Lord Byron: Cambridge & Poetry

In October 1805, Byron went to Cambridge University to begin his studies at Trinity College. He brought with him a bulldog - the first of many unusual animals he liked to keep in his company - and a full bar. Byron was instantly popular among his fellow students. He was rich, and exuded a magnetic charisma that drew people to him. He was also attractive - like, incredibly smokin' hot attractive. His physical beauty was one of his most famous qualities. Even straight guys took notice. "Nature could do little more than she had done for him, both in outward form and in the inward spirit she had given to animate it," wrote his friend Edward John Trelawny.7

Unlike his later friend and fellow poet Percy Bysshe Shelley, who blew off his classes at Oxford to read and write poetry, Byron far preferred socializing, drinking, gambling and spending money to literary pursuits. Byron disdained the so-called intellectual life. "[O]f nothing was he more indignant," a friend later wrote of him, "than of being treated as a man of letters, instead of as a Lord and a man of fashion."8 Despite his prodigious gifts as a poet - he published his first collection, Fugitive Pieces, as a student in - he liked to behave as though poetry was an afterthought. Byron was far more interested in pleasures of the body than of the mind. In some ways this was good for literature, as many of Byron's most beautiful poems were inspired by love - or lust.

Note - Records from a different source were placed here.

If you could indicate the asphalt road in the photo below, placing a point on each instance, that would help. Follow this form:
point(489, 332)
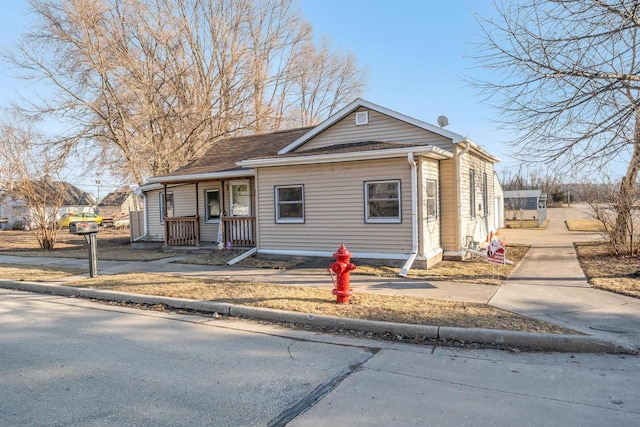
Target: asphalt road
point(72, 362)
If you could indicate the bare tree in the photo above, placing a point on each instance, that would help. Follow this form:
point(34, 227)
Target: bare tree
point(602, 198)
point(149, 85)
point(568, 82)
point(29, 172)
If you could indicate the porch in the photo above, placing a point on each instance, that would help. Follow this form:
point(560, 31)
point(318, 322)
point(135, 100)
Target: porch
point(185, 231)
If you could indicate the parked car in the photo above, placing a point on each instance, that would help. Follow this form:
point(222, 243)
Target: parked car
point(78, 216)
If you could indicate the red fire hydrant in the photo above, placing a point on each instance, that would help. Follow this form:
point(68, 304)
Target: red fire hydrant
point(341, 267)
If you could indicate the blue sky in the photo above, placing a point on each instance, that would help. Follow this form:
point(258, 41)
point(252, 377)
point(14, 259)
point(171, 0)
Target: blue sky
point(416, 53)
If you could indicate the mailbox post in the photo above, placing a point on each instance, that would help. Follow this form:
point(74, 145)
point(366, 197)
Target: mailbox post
point(89, 230)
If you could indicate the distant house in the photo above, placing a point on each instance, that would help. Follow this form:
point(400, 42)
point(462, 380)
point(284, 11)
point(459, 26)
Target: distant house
point(119, 203)
point(525, 199)
point(14, 212)
point(386, 185)
point(524, 204)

By this time, Byron had figured out that he was attracted to both men and women. At college he fell in love with John Edleston, who was at Cambridge on a singing scholarship. When his voice changed, Edleston lost his scholarship and had to leave school, bringing the romance to an end. Byron wore a ring that Edleston gave him for the rest of his life. He also wrote the poem "Thyrzna" to immortalize his lover, though he changed all the pronouns from male to female in order not to publicize his same-sex relationship.

In 1808 Byron received his degree from Cambridge. Shortly after, he fathered the first of his several illegitimate children, this one with a maid at Newstead Abbey. He arranged to have a generous annual stipend sent to the mother and her baby. With things getting a little dicey in England, he did what all good young noblemen did and set his sights on Europe.